I have the following DE: $x'(t)=(x-1)(1-2x)$ and i should check if the following implicit function:

$\ln[(2x-1)/(x-1)]=t$

is a solution of it. I have done it by hand already, I just want to learn how to do this in Mathematica.

So far this is what i have:

prob19 = x'[t] == (x[t] - 1)*(1 - 2*x[t])

(*Derivative[1][x][t] == (1 - 2 x[t]) (-1 + x[t]) *)


Then

solprob19 = {{G -> Function[{x, t}, Log[E, (2*x - 1)/(x - 1)] == t]}}

(*{{G -> Function[{x, t}, Log[E, (2 x - 1)/(x - 1)] == t]}}*)
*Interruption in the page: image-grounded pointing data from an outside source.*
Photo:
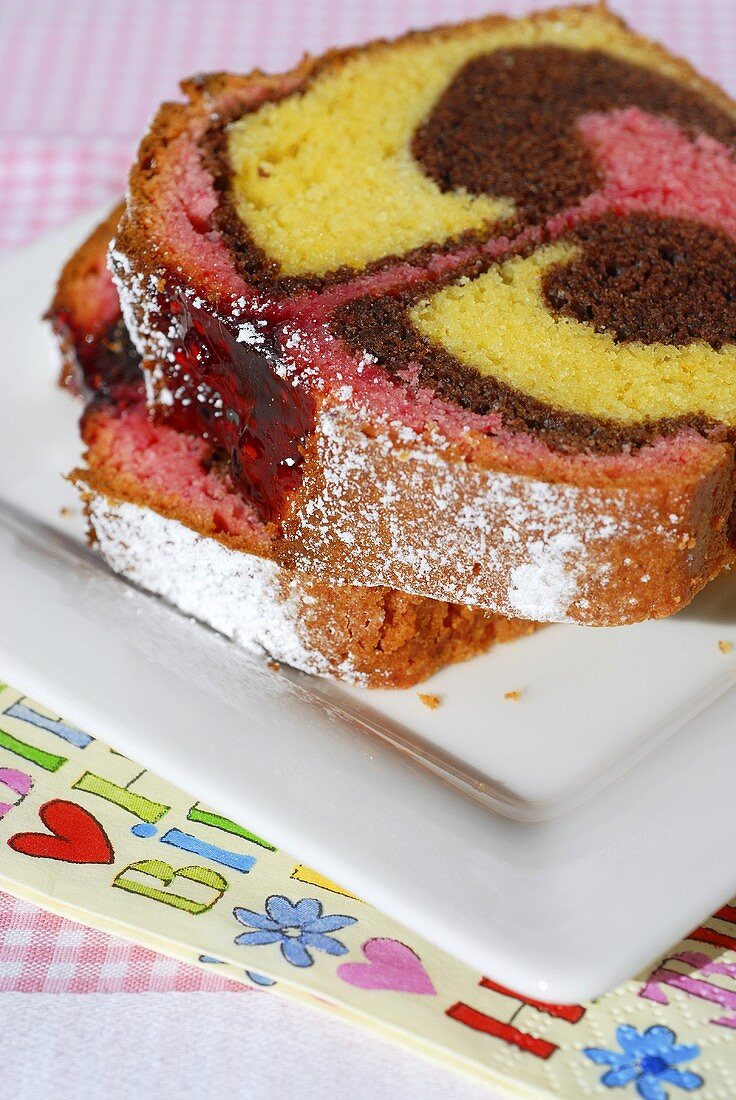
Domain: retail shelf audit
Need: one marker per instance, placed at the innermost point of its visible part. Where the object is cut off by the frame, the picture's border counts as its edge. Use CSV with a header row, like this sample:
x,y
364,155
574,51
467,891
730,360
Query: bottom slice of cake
x,y
164,515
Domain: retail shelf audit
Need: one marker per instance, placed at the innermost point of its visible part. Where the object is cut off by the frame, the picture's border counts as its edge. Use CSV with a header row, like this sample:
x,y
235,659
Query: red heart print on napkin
x,y
392,965
74,837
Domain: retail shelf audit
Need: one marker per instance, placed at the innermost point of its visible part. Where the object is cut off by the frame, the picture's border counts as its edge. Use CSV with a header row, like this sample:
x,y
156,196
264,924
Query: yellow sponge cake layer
x,y
501,325
326,178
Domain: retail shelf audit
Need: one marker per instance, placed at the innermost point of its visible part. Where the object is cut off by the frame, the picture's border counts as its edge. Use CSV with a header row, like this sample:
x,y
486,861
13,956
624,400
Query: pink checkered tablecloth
x,y
79,79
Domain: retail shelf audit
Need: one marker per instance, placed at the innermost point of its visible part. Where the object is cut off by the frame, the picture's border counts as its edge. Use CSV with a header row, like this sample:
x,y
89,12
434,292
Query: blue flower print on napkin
x,y
298,927
648,1058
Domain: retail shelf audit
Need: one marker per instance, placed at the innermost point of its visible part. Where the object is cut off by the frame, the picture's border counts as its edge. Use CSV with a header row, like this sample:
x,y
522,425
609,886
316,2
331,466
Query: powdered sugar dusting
x,y
511,543
241,595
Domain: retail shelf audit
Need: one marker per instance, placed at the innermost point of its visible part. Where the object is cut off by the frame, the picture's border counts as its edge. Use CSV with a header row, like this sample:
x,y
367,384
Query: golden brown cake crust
x,y
384,638
634,542
75,306
213,98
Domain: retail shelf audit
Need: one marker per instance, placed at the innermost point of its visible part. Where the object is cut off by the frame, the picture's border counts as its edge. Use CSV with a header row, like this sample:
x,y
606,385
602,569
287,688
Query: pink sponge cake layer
x,y
352,430
163,516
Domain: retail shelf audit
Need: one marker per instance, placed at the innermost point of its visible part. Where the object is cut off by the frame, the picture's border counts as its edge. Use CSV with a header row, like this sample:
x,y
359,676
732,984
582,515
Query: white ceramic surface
x,y
596,831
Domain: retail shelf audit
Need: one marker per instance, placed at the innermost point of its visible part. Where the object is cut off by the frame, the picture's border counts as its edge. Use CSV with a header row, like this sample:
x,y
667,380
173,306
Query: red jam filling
x,y
227,391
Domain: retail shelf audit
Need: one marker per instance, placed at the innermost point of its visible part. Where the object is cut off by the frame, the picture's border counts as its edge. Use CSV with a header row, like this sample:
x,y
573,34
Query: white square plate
x,y
558,843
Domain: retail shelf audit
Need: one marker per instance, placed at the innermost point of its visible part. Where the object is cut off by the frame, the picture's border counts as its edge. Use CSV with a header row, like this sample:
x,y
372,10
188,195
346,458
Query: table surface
x,y
79,80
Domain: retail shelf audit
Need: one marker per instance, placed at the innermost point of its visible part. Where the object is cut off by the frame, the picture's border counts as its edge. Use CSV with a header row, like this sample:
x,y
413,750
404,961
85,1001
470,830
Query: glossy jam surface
x,y
222,385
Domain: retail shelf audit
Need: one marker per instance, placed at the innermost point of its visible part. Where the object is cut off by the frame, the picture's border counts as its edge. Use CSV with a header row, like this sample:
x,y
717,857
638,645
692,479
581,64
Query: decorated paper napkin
x,y
87,833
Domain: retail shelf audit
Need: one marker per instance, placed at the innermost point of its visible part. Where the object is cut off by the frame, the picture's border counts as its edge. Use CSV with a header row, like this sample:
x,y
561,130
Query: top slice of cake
x,y
459,308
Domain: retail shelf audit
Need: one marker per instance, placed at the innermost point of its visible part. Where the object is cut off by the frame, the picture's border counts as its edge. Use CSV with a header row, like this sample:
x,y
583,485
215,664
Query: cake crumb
x,y
431,701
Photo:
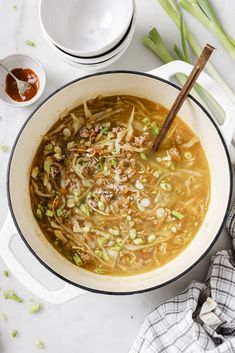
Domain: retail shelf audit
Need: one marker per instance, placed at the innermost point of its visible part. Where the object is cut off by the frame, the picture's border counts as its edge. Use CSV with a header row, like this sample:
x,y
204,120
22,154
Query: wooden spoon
x,y
197,69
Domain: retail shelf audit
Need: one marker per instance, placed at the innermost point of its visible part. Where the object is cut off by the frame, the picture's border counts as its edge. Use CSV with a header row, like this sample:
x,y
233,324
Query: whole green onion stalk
x,y
204,12
154,42
172,9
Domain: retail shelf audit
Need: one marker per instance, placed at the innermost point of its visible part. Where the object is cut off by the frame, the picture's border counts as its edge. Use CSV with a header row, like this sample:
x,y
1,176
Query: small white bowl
x,y
85,27
98,66
21,61
101,61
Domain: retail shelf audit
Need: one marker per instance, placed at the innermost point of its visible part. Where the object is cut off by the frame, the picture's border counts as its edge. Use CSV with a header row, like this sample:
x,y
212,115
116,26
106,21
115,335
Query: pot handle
x,y
177,66
61,296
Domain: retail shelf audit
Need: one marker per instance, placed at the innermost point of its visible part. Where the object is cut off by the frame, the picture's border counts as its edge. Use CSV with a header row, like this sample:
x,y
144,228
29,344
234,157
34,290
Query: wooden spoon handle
x,y
197,69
That is a guess I'm making on how to define the implicit function in a Pure Function way, based on:

But when i do the ReplaceAll(/.) test I'm not getting {True} instead I'm getting this:

In[12]:= prob19 /. solprob19

Out[12]= {Derivative[1][x][t] == (1 - 2 x[t]) (-1 + x[t])}


With Simplify

In[13]:= Simplify[prob19 /. solprob19, {x > 1, t \[Epsilon] Real}]
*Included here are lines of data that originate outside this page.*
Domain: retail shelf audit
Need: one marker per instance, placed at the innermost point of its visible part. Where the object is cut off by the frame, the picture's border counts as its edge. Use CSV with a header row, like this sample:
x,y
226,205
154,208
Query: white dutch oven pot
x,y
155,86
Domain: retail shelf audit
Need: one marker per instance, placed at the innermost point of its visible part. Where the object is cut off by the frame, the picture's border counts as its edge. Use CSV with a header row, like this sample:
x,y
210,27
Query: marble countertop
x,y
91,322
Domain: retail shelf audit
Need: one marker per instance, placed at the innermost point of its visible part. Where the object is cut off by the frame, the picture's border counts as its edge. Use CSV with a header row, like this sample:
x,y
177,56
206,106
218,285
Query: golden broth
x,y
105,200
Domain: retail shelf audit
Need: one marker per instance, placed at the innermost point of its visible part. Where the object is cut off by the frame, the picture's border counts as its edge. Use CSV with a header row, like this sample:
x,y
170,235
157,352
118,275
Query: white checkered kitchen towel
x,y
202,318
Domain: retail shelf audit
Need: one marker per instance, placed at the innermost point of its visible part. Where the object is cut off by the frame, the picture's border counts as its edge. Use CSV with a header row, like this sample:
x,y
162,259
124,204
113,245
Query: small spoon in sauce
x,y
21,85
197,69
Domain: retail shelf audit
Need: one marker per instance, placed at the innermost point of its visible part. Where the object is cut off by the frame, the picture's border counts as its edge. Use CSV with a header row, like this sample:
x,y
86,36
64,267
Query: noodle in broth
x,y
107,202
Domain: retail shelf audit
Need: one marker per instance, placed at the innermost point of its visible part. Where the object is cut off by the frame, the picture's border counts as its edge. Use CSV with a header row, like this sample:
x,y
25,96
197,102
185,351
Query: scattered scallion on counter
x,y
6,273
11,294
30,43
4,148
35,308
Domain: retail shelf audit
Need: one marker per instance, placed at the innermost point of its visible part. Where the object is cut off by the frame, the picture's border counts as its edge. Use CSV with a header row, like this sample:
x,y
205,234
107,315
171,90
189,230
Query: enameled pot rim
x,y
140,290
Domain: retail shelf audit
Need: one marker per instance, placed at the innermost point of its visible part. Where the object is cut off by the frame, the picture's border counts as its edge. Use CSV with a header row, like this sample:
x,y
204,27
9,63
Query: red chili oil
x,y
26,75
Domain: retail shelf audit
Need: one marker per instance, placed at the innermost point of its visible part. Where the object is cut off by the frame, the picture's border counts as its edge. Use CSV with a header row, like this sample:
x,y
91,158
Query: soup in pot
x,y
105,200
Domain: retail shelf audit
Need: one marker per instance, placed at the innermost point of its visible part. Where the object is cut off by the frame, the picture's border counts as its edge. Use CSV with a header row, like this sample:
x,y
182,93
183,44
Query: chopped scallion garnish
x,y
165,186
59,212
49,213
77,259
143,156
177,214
Out[13]= {1 + 2 x[t]^2 + Derivative[1][x][t] == 3 x[t]}


So pretty much I'm just looking for pointers on how i could handle this problem, because i have failed in searching an answer for this.

One way is to solve for x and then follow the standard method

ode = x'[t] == (x[t] - 1) (1 - 2*x[t]);
myImplicitSolution = Log[(1 - 2 x)/(x - 1)] == t;
myExplicitSolution = x /. Solve[myImplicitSolution, x];
myExplicitSolution = x -> Function[{t}, Evaluate@myExplicitSolution];
Simplify[ode /. myExplicitSolution]


• Awesome, i was working on solving with DSolve, and i got it but i was looking something like what you had post. Thanks again Nasser :D. – Leothan Aug 28 '16 at 1:25
• @MichaelE2 thanks for the remark. I do not remember now what I was doing when I wrote that. You are right. So I removed the first method for now and kept the second one, which uses explicit method and works until I see what is going on. – Nasser Aug 31 '16 at 1:07
• @Nasser - I think it's better to write Reduce[FullSimplify[ode /. myExplicitSolution]] for the general case (when the differential equation has a higher order). – cth Nov 19 '16 at 18:08

Here are a few ways that do not depend on being able to solve the implicit equation for the solution, based on differentiating the implicit equation. The key here is that the differentiated solution is linear in the derivative. Thus it can be used to eliminate the derivative from the ODE. If there is an initial condition, which is not given in the OP's example, it may be plugged into the solution and checked.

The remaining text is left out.